Relatores da ONU criticam decisão que beneficia membros da ditadura argentina

AUMENTAR LETRA DIMINUIR LETRA

Um grupo de especialistas em direitos humanos das Nações Unidas pediu à Corte Suprema de Justiça da Argentina que reconheça a extrema gravidade dos crimes de lesa humanidade e o requisito de designar penas apropriadas e proporcionais às pessoas condenadas por esses crimes.

O alerta foi feito no momento em que a Corte Suprema considera uma nova decisão em torno do benefício da chamada “lei 2×1”, que habilita a possibilidade de condenados por delitos de lesa humanidade acessar uma lei mais favorável para o cálculo de suas penas.

Manifestação em Buenos Aires lembra 38 anos do golpe militar, em 2014. Foto: EBC

Manifestação em Buenos Aires lembra 38 anos do golpe militar, em 2014. Foto: EBC

Um grupo de especialistas em direitos humanos das Nações Unidas pediu nesta sexta-feira (16) à Corte Suprema de Justiça da Argentina que reconheça a extrema gravidade dos crimes de lesa humanidade e o requisito de designar penas apropriadas e proporcionais às pessoas condenadas por esses crimes.

“A libertação antecipada de uma pessoa condenada por crimes de lesa humanidade com fundamentos contrários a padrões internacionais constitui um prejuízo às vítimas”, afirmou o grupo de especialistas em comunicado oficial enviado ao governo argentino.

O alerta dos especialistas ocorreu no momento em que a Corte Suprema considera uma nova decisão em torno do benefício da chamada “lei 2×1”, que habilitava a possibilidade de condenados por delitos de lesa humanidade acessar uma lei mais favorável para o cálculo de suas penas. A lei recebeu o nome por permitir que cada ano de prisão preventiva de um acusado valesse por dois anos após definição da sentença.

No início de maio, a Corte declarou aplicável a hoje derrogada lei 24.390 (‘2×1’) em um caso de crimes de lesa humanidade cometidos durante a ditadura. No entanto, em 12 de maio, o Congresso aprovou a lei 27.362, que estabelece que a lei “2×1” não é aplicável a crimes de lesa humanidade. A Corte Suprema deve agora emitir uma nova decisão aplicável para os casos em curso, e solicitou às partes que se manifestem sobre a aplicação da lei 27.362.

“A aplicação do benefício ‘2×1’ nos julgamentos por crimes de lesa humanidade implica grandes riscos em relação às obrigações do Estado argentino”, advertiram os relatores da ONU.

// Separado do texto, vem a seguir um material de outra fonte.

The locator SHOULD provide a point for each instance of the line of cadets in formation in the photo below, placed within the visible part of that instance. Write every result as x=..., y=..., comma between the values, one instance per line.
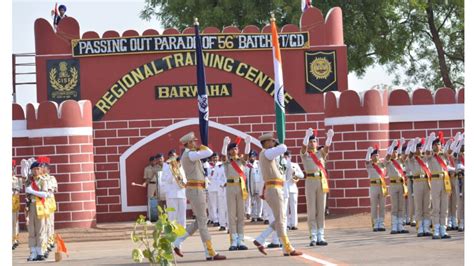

Os especialistas declararam que “reduzir a severidade das penas impostas, desconhecendo a especial gravidade desses delitos, viola os princípios que exigem a proporcionalidade das sanções, e poderá gerar uma situação de impunidade de fato”.

“A busca por benefícios e privilégios para quem foi declarado responsável por esse tipo de violação é difícil de ser entendida pelas vítimas e pela sociedade, e prejudica os esforços em favor da memória e da reparação das vítimas”, disseram.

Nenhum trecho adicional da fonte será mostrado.